Atopic Dermatitis: Diagnosis and Treatment

Am Fam Physician. 2020 May 15;101(10):590-598.

Abstract

Atopic dermatitis (atopic eczema) is a chronic relapsing and remitting inflammatory skin disease affecting one in 10 people in their lifetime. Atopic dermatitis is caused by a complex interaction of immune dysregulation, epidermal gene mutations, and environmental factors that disrupts the epidermis causing intensely pruritic skin lesions. Repeated scratching triggers a self-perpetuating itch-scratch cycle, which can have a significant impact on the patient's quality of life. The American Academy of Dermatology has created simple diagnostic criteria based on symptoms and physical examination findings. Maintenance therapy consists of liberal use of emollients and daily bathing with soap-free cleansers. Use of topical corticosteroids is the first-line treatment for atopic dermatitis flare-ups. Pimecrolimus and tacrolimus are topical calcineurin inhibitors that can be used in conjunction with topical corticosteroids as first-line treatment. Ultraviolet phototherapy is a safe and effective treatment for moderate to severe atopic dermatitis when first-line treatments are not adequate.

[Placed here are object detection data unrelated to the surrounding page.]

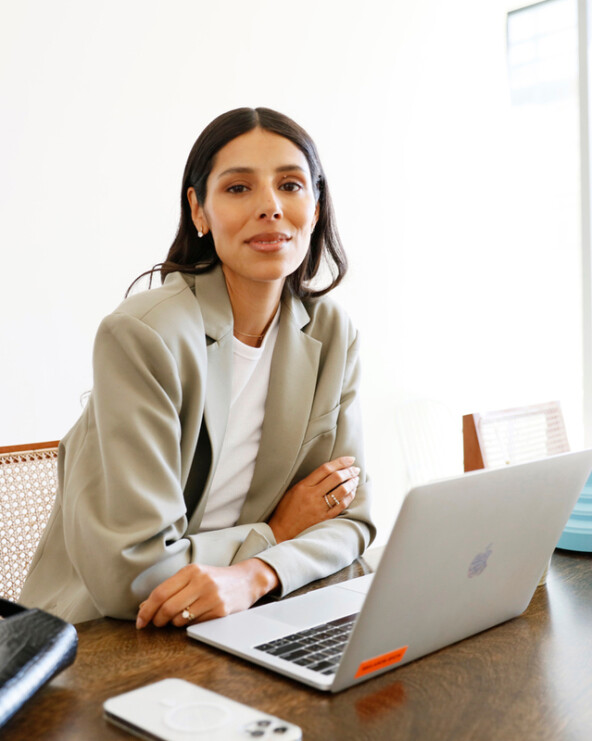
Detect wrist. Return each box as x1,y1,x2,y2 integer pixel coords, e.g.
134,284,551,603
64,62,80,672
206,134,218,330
242,558,280,603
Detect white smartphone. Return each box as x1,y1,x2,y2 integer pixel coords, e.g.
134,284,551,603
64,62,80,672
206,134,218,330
103,679,302,741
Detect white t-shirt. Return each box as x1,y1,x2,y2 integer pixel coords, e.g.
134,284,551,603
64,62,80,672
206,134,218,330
200,311,279,530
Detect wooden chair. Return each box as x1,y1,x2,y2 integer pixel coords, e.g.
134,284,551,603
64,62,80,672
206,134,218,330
463,401,569,585
0,441,58,602
463,401,569,471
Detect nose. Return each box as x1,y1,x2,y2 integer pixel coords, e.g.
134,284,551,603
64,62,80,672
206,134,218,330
258,188,283,221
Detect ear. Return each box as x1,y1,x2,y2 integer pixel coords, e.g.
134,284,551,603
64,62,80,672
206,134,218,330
310,201,321,234
187,188,210,234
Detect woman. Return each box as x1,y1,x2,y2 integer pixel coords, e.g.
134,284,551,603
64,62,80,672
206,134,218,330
21,108,374,628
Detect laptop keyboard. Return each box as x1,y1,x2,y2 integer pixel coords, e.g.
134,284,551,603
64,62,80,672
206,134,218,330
255,613,358,674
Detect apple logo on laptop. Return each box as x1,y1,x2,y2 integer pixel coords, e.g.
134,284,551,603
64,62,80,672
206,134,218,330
468,543,493,579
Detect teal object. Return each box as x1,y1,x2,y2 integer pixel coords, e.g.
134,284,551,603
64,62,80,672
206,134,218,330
557,475,592,552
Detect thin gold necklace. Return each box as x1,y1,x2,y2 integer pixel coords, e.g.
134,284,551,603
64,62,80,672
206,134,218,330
234,309,277,345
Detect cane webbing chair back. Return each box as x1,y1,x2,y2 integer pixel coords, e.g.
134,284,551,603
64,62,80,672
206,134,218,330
0,441,58,602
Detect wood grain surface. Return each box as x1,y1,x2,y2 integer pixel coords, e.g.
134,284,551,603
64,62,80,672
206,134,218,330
0,551,592,741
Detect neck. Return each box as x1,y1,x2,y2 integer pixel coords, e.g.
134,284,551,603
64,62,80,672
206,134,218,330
223,268,283,347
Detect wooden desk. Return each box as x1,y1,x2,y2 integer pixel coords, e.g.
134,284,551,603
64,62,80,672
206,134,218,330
0,551,592,741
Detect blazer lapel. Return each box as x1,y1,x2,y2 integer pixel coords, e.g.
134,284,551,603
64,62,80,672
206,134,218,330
189,268,233,528
237,294,322,524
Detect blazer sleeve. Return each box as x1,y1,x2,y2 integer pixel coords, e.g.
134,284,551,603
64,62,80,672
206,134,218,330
257,333,376,596
60,313,275,619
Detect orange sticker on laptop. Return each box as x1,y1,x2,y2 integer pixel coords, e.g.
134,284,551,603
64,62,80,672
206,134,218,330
355,646,408,679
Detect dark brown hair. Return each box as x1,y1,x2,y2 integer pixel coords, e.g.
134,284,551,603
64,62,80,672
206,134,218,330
128,108,347,298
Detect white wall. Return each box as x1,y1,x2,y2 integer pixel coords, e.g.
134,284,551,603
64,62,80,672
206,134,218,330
0,0,581,544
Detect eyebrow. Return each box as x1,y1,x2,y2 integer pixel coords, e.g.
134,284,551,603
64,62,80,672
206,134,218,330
218,165,306,180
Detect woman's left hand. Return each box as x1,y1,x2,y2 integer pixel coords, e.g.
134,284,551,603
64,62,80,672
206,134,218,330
136,558,279,628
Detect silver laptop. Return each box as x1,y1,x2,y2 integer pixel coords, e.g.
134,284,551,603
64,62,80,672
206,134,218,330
187,450,592,692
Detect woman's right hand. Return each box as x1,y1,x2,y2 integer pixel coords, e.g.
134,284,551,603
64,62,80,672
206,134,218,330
268,456,360,543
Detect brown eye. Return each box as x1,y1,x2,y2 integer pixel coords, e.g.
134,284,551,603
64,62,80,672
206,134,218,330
280,180,302,193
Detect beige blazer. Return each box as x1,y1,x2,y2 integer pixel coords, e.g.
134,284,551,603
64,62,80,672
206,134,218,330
20,268,375,622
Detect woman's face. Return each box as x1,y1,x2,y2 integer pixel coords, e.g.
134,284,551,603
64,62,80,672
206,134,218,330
188,128,318,287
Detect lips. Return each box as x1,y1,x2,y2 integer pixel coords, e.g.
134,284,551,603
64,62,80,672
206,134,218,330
246,232,292,252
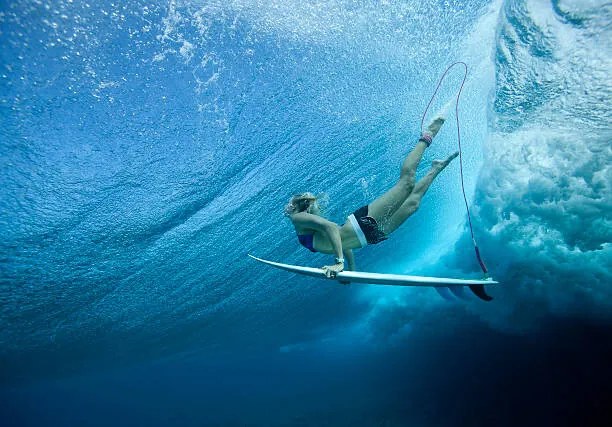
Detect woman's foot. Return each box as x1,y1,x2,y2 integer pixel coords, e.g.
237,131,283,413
431,151,459,170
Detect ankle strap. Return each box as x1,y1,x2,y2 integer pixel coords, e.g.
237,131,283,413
419,132,433,147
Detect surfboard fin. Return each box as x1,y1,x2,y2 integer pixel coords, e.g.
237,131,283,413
469,285,493,301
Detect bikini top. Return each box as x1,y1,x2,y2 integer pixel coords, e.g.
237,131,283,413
298,234,317,252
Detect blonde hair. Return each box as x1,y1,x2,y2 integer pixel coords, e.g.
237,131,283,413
285,192,317,216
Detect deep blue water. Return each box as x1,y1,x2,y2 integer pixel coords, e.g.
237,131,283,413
0,0,612,426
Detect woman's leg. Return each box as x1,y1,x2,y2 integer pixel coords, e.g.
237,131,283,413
368,117,444,222
381,151,459,234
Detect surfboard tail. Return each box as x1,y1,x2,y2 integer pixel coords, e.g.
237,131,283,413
469,285,493,301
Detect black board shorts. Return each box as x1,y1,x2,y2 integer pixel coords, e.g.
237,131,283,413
349,205,388,247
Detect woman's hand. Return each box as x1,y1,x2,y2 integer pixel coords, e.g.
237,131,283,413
323,262,344,279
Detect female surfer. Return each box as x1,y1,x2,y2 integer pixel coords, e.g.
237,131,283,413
285,117,459,277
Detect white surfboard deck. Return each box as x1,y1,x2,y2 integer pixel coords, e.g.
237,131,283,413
249,254,499,287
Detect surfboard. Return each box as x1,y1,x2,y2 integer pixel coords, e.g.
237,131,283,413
249,254,499,290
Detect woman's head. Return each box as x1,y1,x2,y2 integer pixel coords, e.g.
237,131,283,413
285,192,319,216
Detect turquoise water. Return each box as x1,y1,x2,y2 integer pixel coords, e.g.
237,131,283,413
0,0,612,426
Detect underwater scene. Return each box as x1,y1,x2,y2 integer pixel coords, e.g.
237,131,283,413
0,0,612,427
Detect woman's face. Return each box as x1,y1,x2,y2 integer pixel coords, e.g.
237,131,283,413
308,199,321,215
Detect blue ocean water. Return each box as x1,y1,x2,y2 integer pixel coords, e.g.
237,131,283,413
0,0,612,427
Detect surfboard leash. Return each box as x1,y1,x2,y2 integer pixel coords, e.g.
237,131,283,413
421,61,492,301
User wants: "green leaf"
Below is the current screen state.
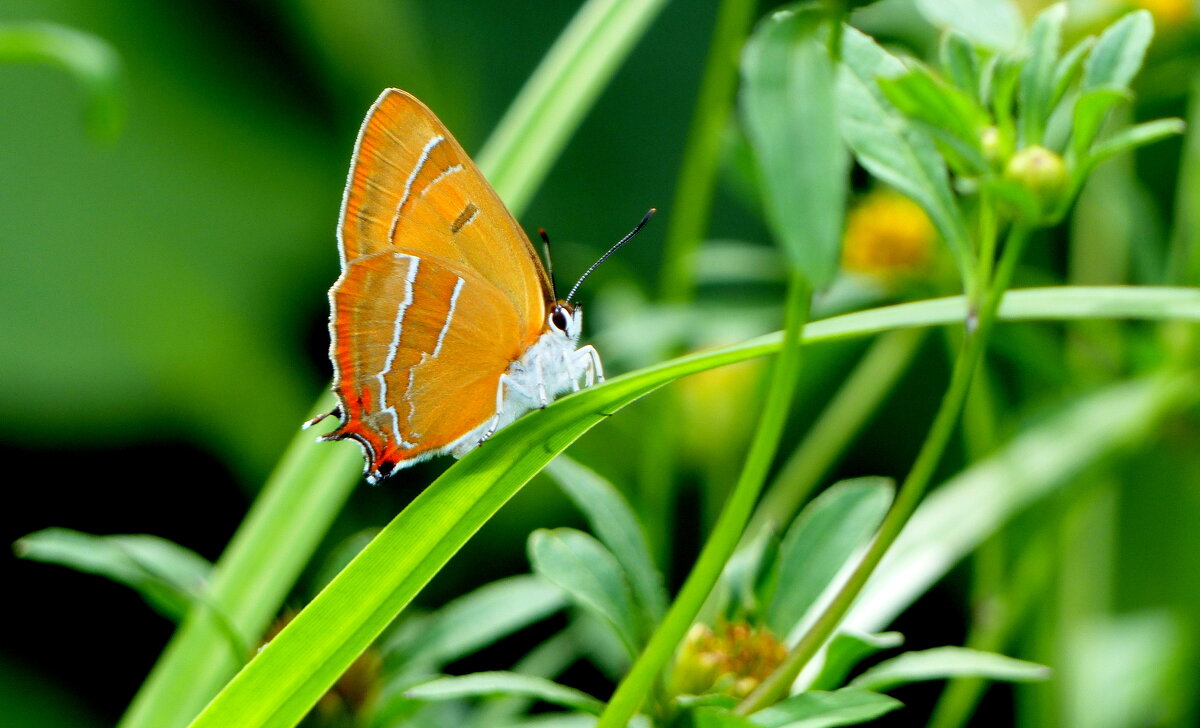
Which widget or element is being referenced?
[1088,119,1187,166]
[750,687,904,728]
[1084,10,1154,91]
[838,28,974,290]
[808,632,904,690]
[1018,2,1067,146]
[842,374,1193,632]
[529,528,642,656]
[546,456,667,622]
[1072,86,1130,160]
[937,28,983,102]
[0,23,125,142]
[767,477,894,637]
[876,66,990,174]
[407,670,604,715]
[691,705,757,728]
[404,574,566,666]
[917,0,1025,50]
[13,528,212,622]
[1050,36,1096,109]
[742,8,850,288]
[851,648,1050,691]
[188,287,1200,728]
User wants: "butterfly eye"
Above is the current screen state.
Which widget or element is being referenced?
[550,306,566,333]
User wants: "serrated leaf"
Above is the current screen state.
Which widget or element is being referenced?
[767,477,894,636]
[13,528,212,621]
[838,28,974,287]
[406,670,604,715]
[851,646,1050,691]
[808,632,904,690]
[740,8,850,288]
[408,574,566,666]
[721,525,779,621]
[529,528,641,656]
[1090,119,1187,164]
[1050,36,1096,108]
[1084,10,1154,91]
[1018,2,1067,146]
[917,0,1025,50]
[0,22,125,142]
[546,456,667,624]
[876,67,990,174]
[750,687,904,728]
[937,28,983,101]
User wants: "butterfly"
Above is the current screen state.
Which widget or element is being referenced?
[305,89,653,483]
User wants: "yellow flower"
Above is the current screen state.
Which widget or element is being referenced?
[1134,0,1193,26]
[842,189,936,278]
[671,621,787,698]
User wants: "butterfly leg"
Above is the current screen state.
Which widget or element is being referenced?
[571,344,604,386]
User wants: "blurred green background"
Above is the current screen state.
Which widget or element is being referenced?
[0,0,1200,726]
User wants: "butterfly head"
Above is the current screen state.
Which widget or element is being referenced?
[546,300,583,343]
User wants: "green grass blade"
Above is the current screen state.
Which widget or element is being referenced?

Antistaphylococcal antibiotics are effective in treating secondary skin infections. Oral antihistamines are not recommended because they do not reduce pruritus. Evidence is lacking to support the use of integrative medicine in the treatment of atopic dermatitis. Newer medications approved by the U.S Food and Drug Administration, such as crisaborole and dupilumab, are effective in treating atopic dermatitis but are currently cost prohibitive for most patients.